Jessica Brinegar is completing her Biology requirements to enter a master’s program in Physician Assistant Studies by Summer 2022. She has experience as a medical assistant to an ear, nose, and throat surgeon and as a medical scribe in the Emergency Department at MountainView Regional Medical Center. In her free time, she is an avid piano player, loves to ride her bike, and has a passion for traveling as this broadens her perspective and the way she views the world.
Jessica developed an interest in neurophysiology while taking a physiology course with Dr. Graciela A. Unguez. Following several meetings discussing potential research opportunities that would match their interests, they have set out to characterize the myogenic stem cells in the weakly electric fish Sternopygus macrurus – commonly referred to as the yellow striped knifefish.
Sternopygus macrurus has an electric organ composed of cells called electrocytes that derive from skeletal muscle cells. Mature electrocytes are highly specialized cells that no longer contain the structures that make their precursor muscle cells contract and generate force, but rather function solely to generate the electric discharge used by the fish to navigate its surroundings, look for prey, and find mates. Although these electrocytes lack all contractile units, they retain some muscle characteristics including their multinuclearity and close association with many peripheral myogenic-like stem cells.
Electrocytes of S. macrurus are driven by the nervous system at a continuous rate of 50-200 Hz throughout the life of the fish. In contrast, the neuronal input to the skeletal muscle fibers is intermittent and at frequencies of 8-100 Hz.
It is of interest how the stem cells associated with electrocytes can withstand this type of electrical input from the nervous system that in muscle tissue of any other vertebrate would be fatal. This work aims to determine what allows them to survive these electrical patterns by comparing different properties of stem cells associated with electrocytes and skeletal muscle cells. This data could inform evolution of novel animal cell types and could have significant implications in human health as it relates to disorders of hyperactivity of the nervous system.
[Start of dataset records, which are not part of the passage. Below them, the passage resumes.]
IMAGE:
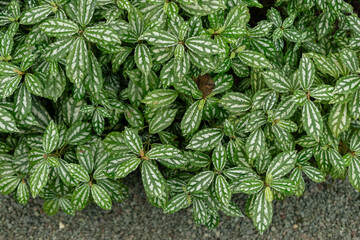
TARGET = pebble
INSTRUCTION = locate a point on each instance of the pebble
(61, 225)
(327, 214)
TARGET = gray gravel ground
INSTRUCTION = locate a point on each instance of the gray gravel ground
(326, 211)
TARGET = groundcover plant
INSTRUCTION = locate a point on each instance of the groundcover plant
(203, 103)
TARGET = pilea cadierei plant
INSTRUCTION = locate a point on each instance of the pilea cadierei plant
(203, 104)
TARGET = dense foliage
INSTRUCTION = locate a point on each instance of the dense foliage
(203, 103)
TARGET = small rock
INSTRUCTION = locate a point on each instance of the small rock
(61, 225)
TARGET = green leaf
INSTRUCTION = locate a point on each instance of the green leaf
(78, 172)
(94, 80)
(39, 178)
(51, 206)
(78, 133)
(177, 203)
(202, 46)
(219, 157)
(132, 140)
(7, 121)
(262, 212)
(347, 84)
(199, 212)
(222, 190)
(51, 137)
(200, 181)
(22, 103)
(235, 102)
(102, 35)
(322, 92)
(162, 120)
(205, 139)
(160, 97)
(8, 184)
(354, 173)
(54, 52)
(33, 84)
(123, 169)
(231, 210)
(250, 186)
(313, 173)
(59, 27)
(154, 183)
(80, 196)
(101, 197)
(77, 61)
(276, 81)
(163, 151)
(35, 15)
(66, 206)
(160, 38)
(283, 185)
(306, 73)
(281, 165)
(354, 23)
(85, 157)
(312, 120)
(350, 59)
(143, 58)
(22, 193)
(339, 119)
(85, 11)
(255, 144)
(336, 160)
(192, 119)
(254, 59)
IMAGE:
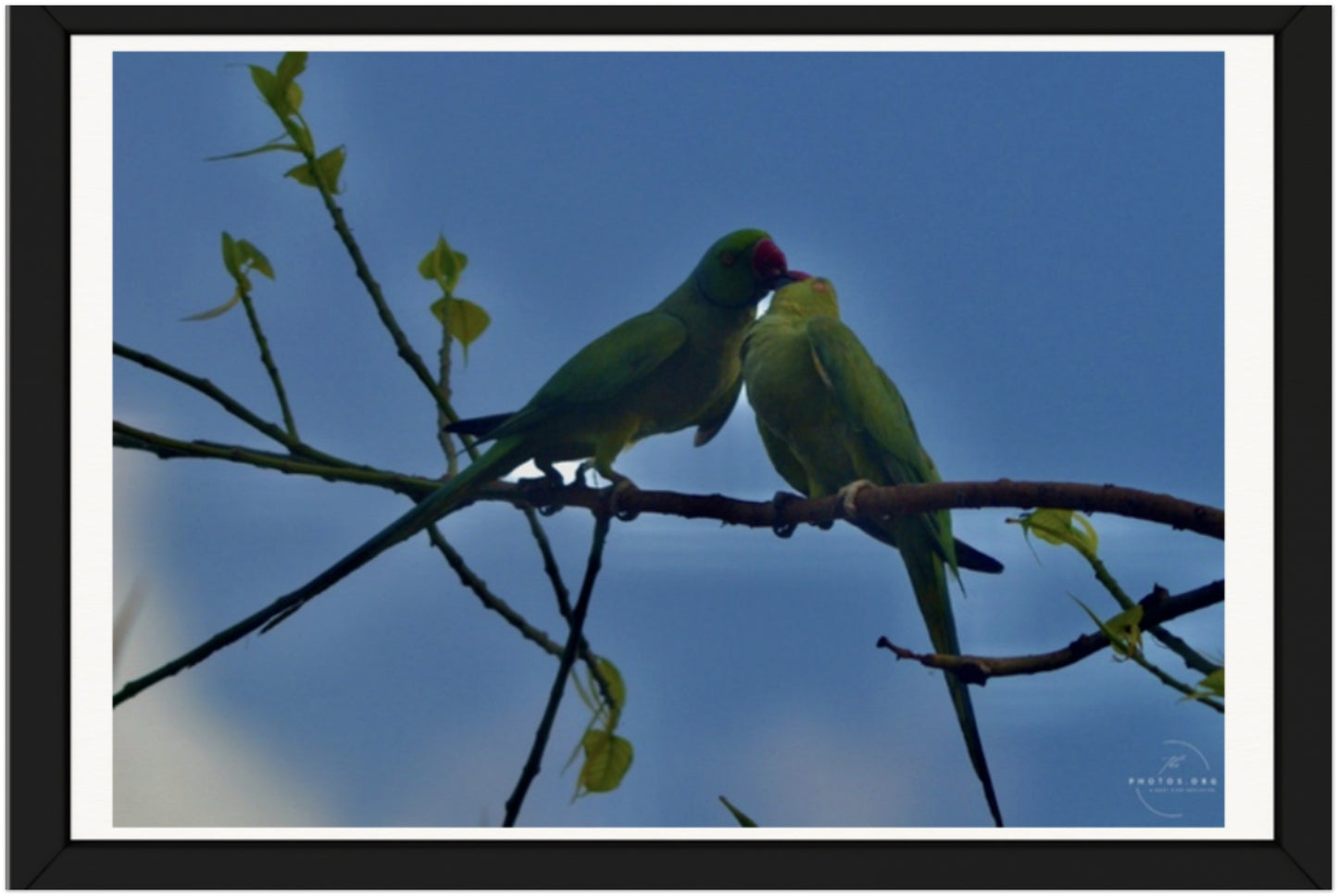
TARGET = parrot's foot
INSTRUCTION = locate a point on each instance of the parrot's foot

- Project description, timeline, and milestones developed with mentor; on file with DSP
- Complete half of project milestones
- Complete project
- Present scholarly work at URCAS
- Attend a professional conference (without presenting)
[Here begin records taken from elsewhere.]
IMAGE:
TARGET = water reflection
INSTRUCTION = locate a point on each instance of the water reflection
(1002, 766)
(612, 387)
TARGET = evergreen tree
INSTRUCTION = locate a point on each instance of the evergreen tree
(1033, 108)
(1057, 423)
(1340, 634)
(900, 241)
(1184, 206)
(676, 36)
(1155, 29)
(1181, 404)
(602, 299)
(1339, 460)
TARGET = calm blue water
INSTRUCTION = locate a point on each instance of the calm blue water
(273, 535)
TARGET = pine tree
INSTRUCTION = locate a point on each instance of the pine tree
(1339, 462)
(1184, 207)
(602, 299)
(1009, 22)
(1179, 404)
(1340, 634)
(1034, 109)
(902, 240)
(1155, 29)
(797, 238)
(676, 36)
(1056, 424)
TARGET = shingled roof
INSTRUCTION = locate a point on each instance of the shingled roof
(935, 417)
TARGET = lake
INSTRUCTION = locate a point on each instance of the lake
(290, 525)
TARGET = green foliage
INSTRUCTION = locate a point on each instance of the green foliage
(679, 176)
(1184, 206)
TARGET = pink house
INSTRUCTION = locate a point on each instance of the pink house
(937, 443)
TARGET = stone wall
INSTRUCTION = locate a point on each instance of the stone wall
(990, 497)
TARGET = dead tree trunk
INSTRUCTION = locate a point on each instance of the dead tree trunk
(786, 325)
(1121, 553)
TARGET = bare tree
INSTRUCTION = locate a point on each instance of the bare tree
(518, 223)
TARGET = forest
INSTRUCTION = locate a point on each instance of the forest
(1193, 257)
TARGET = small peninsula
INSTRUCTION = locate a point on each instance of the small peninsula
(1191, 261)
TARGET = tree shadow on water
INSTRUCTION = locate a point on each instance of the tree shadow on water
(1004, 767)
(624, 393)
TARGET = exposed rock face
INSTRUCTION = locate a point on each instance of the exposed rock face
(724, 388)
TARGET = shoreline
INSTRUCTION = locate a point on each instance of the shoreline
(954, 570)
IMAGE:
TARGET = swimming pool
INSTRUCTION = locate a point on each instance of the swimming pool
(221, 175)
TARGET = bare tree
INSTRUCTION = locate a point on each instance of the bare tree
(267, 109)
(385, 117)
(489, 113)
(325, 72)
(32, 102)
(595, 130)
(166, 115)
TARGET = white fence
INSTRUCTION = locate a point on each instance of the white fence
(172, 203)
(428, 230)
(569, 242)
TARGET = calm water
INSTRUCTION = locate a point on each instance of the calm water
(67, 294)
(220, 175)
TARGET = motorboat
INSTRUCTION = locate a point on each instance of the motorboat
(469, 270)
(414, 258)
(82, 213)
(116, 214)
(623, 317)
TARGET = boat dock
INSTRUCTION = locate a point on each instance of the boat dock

- Author or co-author a manuscript submitted for publication
- Promote #DiscoveryScholars ten times on social media
- Apply for graduate or professional school
Jessica’s Mentor: Dr. Graciela A. Unguez
Since her undergraduate training, Dr. Unguez’s research interests focus on studies aimed at understanding how properties of mature cells and their connections in the nervous system respond to injury, changes in electrical activity and other environmental perturbations. She has addressed this question over her career years using non-human primates, felines, rodents and electric fishes. Dr. Unguez is strongly committed in promoting the advancement of all students (undergraduate and graduate), postdoctoral trainees and early-stage faculty – especially those belonging to all marginalized or underrepresented groups – in STEM disciplines. She carries this commitment through her service in local and national committees and organizations.